Est-ce un grand chambardement ? Non. Un rehaussement de la saveur ? Peut-être. Un atténuement des aspérités ? Oui. Passons à l'écoute.
Dans le Kyrie, Dutron laisse moins de place aux deux cors de basset que Süssmayer n'avait pas traités avec grande subtilité ; dans le Dies Irae, il ajoute deux trompettes naturelles du plus bel effet ; dans le Tuba mirum, les bois d'ajoutent au trombone ténor tandis qu'il développe les cordes par des motifs ajoutés ; le Rex Tremendae est peu modifié ; dans le Recordare, Dutron assouplit le jeu des cordes sur l'ostinato ; le jeu des timbales est renforcé dans le Confutatis et, dans le Lacrimosa -dont Mozart n'a laissé que huit mesures- Dutron joue sur la répartition choeur-solistes, tandis que le Domine Jesu est entièrement confié au choeur. Peu de changements dans le Hostias
Nous voici arrivés à la dernière partie où on ne parle plus de Mozart mais de Süssmayer. Ici, les changements se font entendre davantage. 

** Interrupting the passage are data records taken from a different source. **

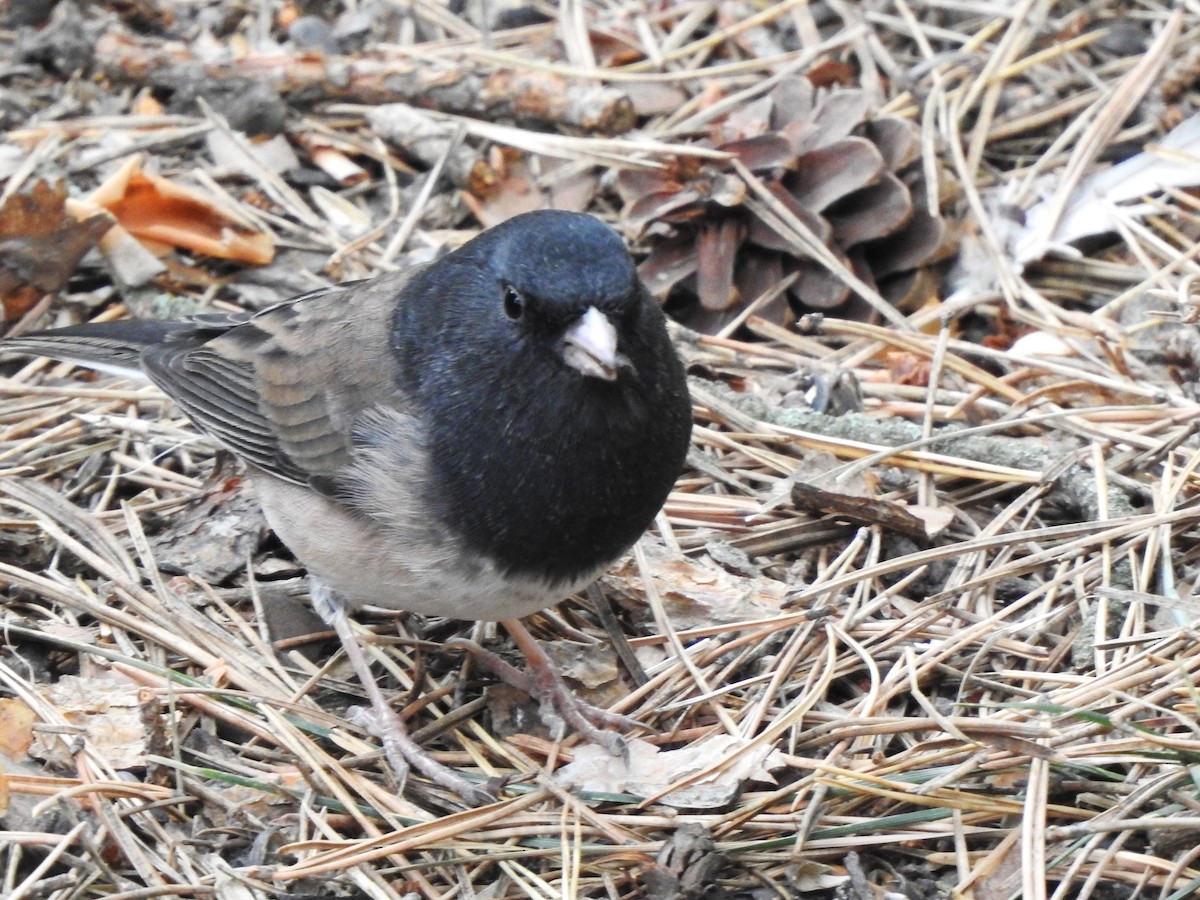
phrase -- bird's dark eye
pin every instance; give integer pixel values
(514, 304)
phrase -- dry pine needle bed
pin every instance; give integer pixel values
(917, 619)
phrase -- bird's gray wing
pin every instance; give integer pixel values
(283, 388)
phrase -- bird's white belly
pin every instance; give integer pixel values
(367, 564)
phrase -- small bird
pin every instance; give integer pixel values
(475, 438)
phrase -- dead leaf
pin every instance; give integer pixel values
(41, 244)
(165, 215)
(16, 727)
(107, 709)
(697, 592)
(721, 765)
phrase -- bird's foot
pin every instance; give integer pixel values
(558, 705)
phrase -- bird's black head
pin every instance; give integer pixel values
(558, 409)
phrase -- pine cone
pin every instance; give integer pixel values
(855, 181)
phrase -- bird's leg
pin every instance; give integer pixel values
(544, 683)
(382, 720)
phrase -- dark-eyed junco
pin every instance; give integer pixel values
(474, 438)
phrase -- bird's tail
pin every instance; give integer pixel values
(114, 347)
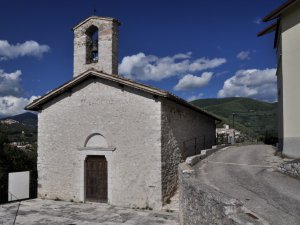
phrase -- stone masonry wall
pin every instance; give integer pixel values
(200, 204)
(179, 123)
(129, 120)
(107, 47)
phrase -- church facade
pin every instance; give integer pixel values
(105, 138)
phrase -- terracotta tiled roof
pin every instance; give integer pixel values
(279, 10)
(36, 104)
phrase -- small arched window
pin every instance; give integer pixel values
(92, 53)
(95, 140)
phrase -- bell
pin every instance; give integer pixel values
(95, 47)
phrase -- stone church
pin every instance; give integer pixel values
(105, 138)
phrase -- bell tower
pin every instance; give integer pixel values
(96, 45)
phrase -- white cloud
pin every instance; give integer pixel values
(10, 83)
(189, 81)
(254, 83)
(151, 67)
(28, 48)
(195, 97)
(243, 55)
(11, 105)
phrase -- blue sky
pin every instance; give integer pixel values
(194, 49)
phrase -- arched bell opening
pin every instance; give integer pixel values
(92, 49)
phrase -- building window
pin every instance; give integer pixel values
(92, 53)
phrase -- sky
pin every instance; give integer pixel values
(192, 48)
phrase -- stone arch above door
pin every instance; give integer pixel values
(95, 140)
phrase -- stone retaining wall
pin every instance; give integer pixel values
(200, 204)
(291, 168)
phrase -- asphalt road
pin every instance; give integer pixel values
(248, 173)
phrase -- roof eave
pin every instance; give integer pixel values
(36, 105)
(268, 30)
(96, 17)
(279, 10)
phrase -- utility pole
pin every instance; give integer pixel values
(233, 140)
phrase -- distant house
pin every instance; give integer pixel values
(287, 44)
(228, 135)
(105, 138)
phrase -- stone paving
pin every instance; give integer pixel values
(47, 212)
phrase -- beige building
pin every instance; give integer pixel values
(105, 138)
(286, 42)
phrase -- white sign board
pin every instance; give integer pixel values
(18, 185)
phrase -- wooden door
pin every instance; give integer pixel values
(96, 179)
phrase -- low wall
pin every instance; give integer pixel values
(201, 204)
(291, 168)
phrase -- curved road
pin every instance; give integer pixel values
(248, 173)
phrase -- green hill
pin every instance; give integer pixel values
(255, 118)
(24, 130)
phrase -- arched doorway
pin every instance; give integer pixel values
(96, 179)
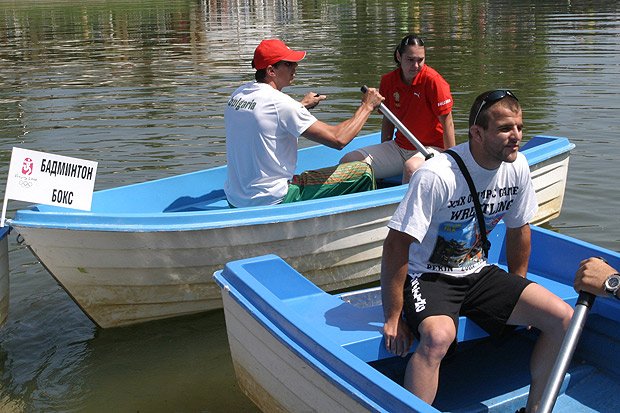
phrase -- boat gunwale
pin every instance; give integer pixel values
(544, 147)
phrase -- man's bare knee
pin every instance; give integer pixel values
(352, 157)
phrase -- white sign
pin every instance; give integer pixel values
(44, 178)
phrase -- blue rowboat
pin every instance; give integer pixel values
(296, 348)
(4, 274)
(143, 250)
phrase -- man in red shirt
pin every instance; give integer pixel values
(420, 98)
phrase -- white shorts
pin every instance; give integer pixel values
(387, 159)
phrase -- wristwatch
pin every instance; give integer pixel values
(612, 285)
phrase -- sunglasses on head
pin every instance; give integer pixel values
(286, 63)
(491, 98)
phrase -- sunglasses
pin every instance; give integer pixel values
(285, 63)
(491, 98)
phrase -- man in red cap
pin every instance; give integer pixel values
(263, 126)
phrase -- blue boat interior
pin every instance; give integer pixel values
(484, 374)
(203, 190)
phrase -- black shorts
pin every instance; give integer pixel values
(487, 298)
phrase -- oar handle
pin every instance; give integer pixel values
(399, 125)
(585, 301)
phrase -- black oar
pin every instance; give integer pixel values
(399, 125)
(584, 303)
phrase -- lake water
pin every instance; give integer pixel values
(140, 86)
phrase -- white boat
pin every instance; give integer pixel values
(296, 348)
(143, 251)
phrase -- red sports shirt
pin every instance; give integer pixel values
(418, 105)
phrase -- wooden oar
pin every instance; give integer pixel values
(399, 125)
(584, 303)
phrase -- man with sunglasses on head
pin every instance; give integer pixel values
(263, 125)
(434, 267)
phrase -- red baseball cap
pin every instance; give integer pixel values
(271, 51)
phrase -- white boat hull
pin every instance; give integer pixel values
(121, 278)
(122, 269)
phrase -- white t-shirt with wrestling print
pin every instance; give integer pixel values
(438, 211)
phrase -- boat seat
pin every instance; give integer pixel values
(365, 340)
(209, 201)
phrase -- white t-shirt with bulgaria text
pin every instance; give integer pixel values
(439, 213)
(262, 130)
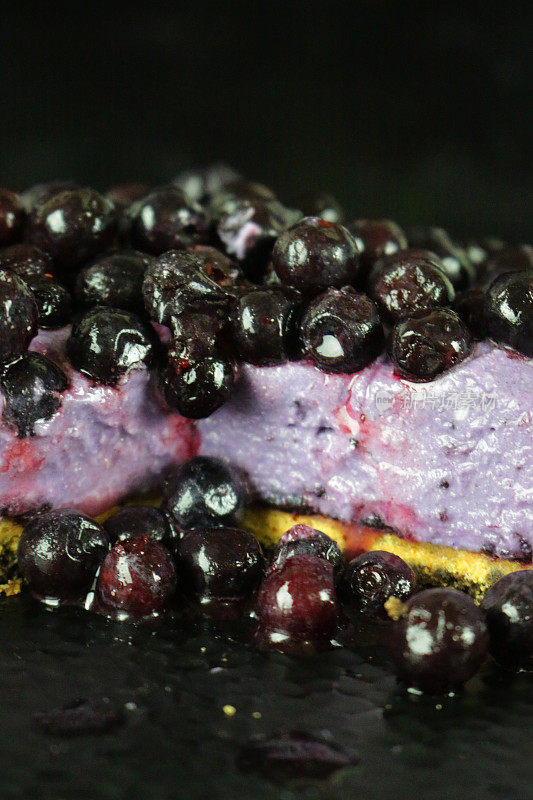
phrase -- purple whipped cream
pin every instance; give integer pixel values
(448, 462)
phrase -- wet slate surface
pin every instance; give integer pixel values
(155, 694)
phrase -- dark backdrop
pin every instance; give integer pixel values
(418, 111)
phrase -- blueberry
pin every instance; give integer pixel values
(205, 491)
(26, 260)
(175, 283)
(107, 343)
(12, 217)
(264, 326)
(509, 311)
(319, 204)
(304, 540)
(470, 306)
(18, 316)
(408, 283)
(453, 259)
(54, 302)
(314, 255)
(137, 579)
(219, 563)
(59, 553)
(131, 522)
(248, 232)
(73, 225)
(422, 348)
(32, 387)
(379, 238)
(114, 280)
(509, 609)
(341, 331)
(166, 220)
(296, 604)
(440, 641)
(371, 578)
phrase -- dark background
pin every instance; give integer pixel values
(419, 111)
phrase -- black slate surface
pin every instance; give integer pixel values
(165, 684)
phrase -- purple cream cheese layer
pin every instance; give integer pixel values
(448, 462)
(101, 445)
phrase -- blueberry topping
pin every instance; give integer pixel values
(26, 260)
(296, 604)
(167, 220)
(54, 302)
(264, 326)
(408, 283)
(59, 553)
(453, 259)
(131, 522)
(18, 316)
(379, 238)
(114, 280)
(12, 217)
(73, 225)
(137, 579)
(248, 232)
(440, 641)
(509, 311)
(219, 563)
(509, 609)
(304, 540)
(370, 579)
(470, 306)
(32, 386)
(341, 331)
(423, 347)
(319, 204)
(107, 343)
(175, 283)
(314, 255)
(207, 492)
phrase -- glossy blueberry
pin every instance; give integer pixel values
(219, 563)
(314, 255)
(248, 232)
(137, 579)
(73, 225)
(453, 259)
(26, 260)
(166, 220)
(379, 238)
(509, 609)
(407, 283)
(32, 387)
(371, 578)
(131, 522)
(470, 306)
(296, 604)
(59, 553)
(304, 540)
(114, 280)
(509, 311)
(108, 342)
(264, 326)
(422, 348)
(205, 492)
(53, 300)
(319, 204)
(440, 641)
(18, 316)
(12, 217)
(175, 283)
(341, 331)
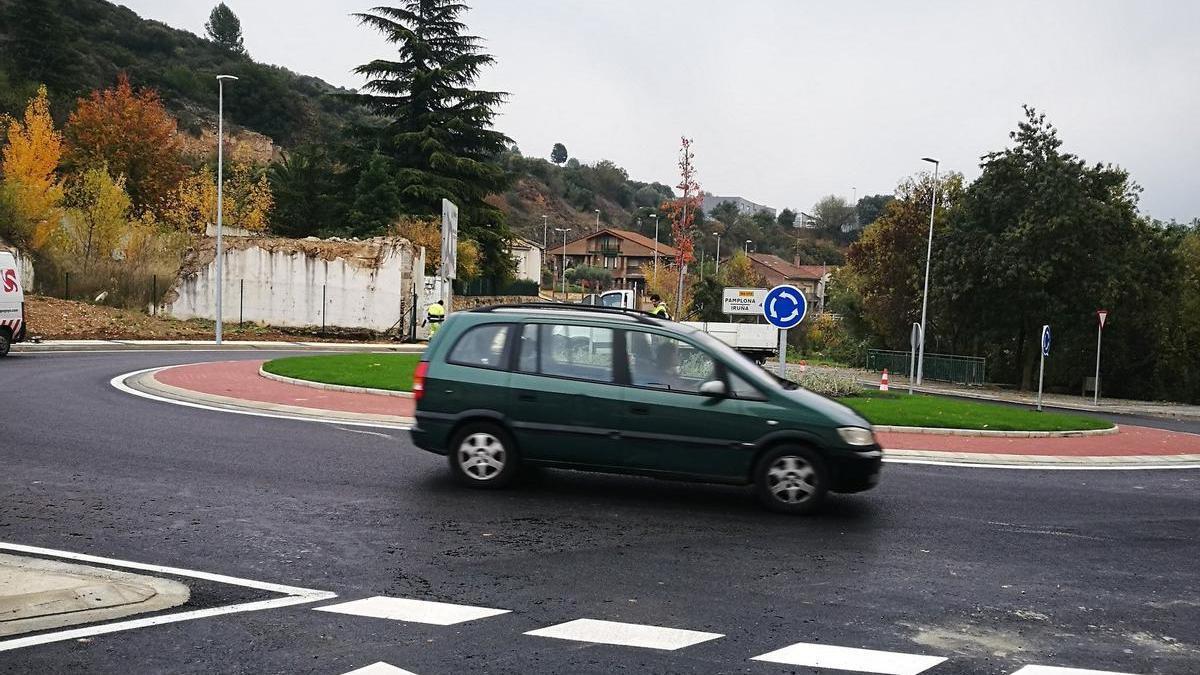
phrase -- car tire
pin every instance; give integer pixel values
(483, 455)
(791, 479)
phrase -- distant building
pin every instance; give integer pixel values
(744, 205)
(528, 256)
(628, 255)
(809, 279)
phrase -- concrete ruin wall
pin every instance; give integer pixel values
(24, 266)
(301, 282)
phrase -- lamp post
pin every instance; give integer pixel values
(655, 216)
(564, 231)
(929, 256)
(220, 317)
(717, 269)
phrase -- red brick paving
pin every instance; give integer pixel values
(240, 380)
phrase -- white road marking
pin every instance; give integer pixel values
(293, 595)
(628, 634)
(415, 611)
(850, 658)
(1042, 466)
(379, 668)
(119, 383)
(1056, 670)
(367, 432)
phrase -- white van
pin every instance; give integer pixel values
(12, 303)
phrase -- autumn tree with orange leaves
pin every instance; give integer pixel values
(30, 192)
(133, 135)
(682, 214)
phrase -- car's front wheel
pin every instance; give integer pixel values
(483, 455)
(791, 479)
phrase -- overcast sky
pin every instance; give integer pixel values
(789, 100)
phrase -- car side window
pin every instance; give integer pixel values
(581, 352)
(667, 363)
(527, 348)
(743, 389)
(481, 346)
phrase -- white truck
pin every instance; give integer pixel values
(759, 341)
(12, 303)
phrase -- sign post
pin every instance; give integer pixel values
(1099, 330)
(449, 249)
(1042, 366)
(915, 339)
(784, 306)
(743, 300)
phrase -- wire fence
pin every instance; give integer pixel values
(945, 368)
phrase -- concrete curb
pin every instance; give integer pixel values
(1134, 408)
(202, 345)
(994, 434)
(147, 383)
(328, 387)
(996, 460)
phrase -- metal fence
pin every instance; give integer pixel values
(946, 368)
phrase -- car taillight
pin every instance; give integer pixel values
(419, 380)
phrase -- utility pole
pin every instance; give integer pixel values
(220, 317)
(929, 257)
(564, 231)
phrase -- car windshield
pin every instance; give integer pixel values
(729, 354)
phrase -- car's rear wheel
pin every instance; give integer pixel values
(791, 479)
(483, 455)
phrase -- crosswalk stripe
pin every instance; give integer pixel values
(627, 634)
(850, 658)
(417, 611)
(1059, 670)
(379, 668)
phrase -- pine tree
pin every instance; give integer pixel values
(225, 29)
(558, 154)
(439, 133)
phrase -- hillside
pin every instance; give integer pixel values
(77, 46)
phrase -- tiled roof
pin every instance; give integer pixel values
(786, 269)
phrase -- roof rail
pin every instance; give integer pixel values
(567, 306)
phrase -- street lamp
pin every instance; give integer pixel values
(929, 256)
(221, 79)
(564, 231)
(655, 216)
(718, 268)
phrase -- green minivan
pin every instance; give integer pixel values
(621, 390)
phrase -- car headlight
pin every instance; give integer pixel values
(856, 436)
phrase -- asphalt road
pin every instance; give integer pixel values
(990, 568)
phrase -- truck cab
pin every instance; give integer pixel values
(12, 303)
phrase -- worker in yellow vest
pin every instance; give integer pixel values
(660, 308)
(435, 316)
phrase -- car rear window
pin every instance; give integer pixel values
(481, 346)
(580, 352)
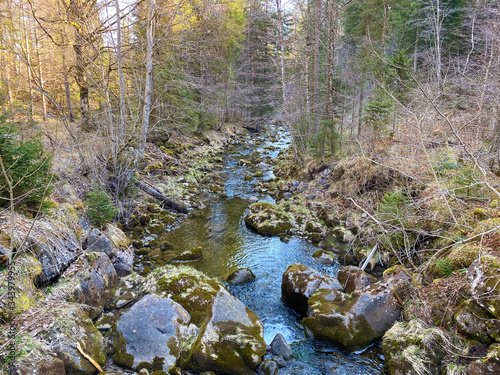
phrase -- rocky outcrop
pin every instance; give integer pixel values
(99, 242)
(300, 282)
(352, 278)
(231, 341)
(191, 289)
(96, 279)
(265, 218)
(484, 276)
(411, 348)
(69, 332)
(488, 365)
(471, 320)
(152, 332)
(48, 366)
(26, 294)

Dans le Sanctus, le mouvement des cordes est assoupli, les batteries de double croches ne sont jouées qu'aux altos et, dans les parties fuguées de l'Osanna où les bassons doublaient les voix, colla parte, chez Süssmayer, Dutron retarde l'entrée des bois, donnant aux voix toute leur ardeur. Dans le Benedictus, on est sensible au côté tragique qu'apportent les cors de basset répondant aux voix et la ligne mélodique est transformée, assouplie par les sopranos qui entrent -les altos chez Süssmayer- accompagnées des ténors, les bois entrent plus tard et leurs interventions, doublant çà et là les voix, sont allégées. Les changements sont surtout opérés dans la répartition des voix de l'Agnus Dei et l'écriture des violons qui serpentent de façon modulante à travers les voix; c'est du plus bel effet. Ces changements d'écriture, on les retrouve aussi dans le jeu des cors de basset, des bassons et des cordes du Lux Aeterna. Avec le Cum Sanctis Tuis, le Requiem se clôt sur la reprise du Kyrie, inchangé, que l'on pourrait interpréter comme un hommage à Jean-Sébastien Bach dont Mozart découvrait l'oeuvre aux côtés de celle de Haendel à l'époque de son Requiem. C'est ainsi que dans le copieux texte du livret, Pierre-Henri Dutron parle du style nouveau chez Mozart caractérisé par "un resserrement du matériau à sa plus simple expression et un rapport grandissant à l'écriture contrapuntique, notamment au genre de la fugue". Quant au caractère nouveau du style de Mozart qu'aurait pu signer le Requiem, René Jacobs cautionne une phrase que Constanze aurait dite à propos de son mari: "Le style du pathétique sublime dans la musique d'église a toujours été la marque de son génie". Le "pathétique sublime" : la peur, l'effroi et l'accablante tristesse. Autant de concepts qui s'accordent bien à l'âme du chef dans l'extraversion. 
On retiendra une expérience intéressante. Mais de nombreuses subtilités m'auront sans nul doute échappé. Un moment dans le parcours du Requiem de Mozart. Du plateau vocal, on retiendra surtout les voix féminines.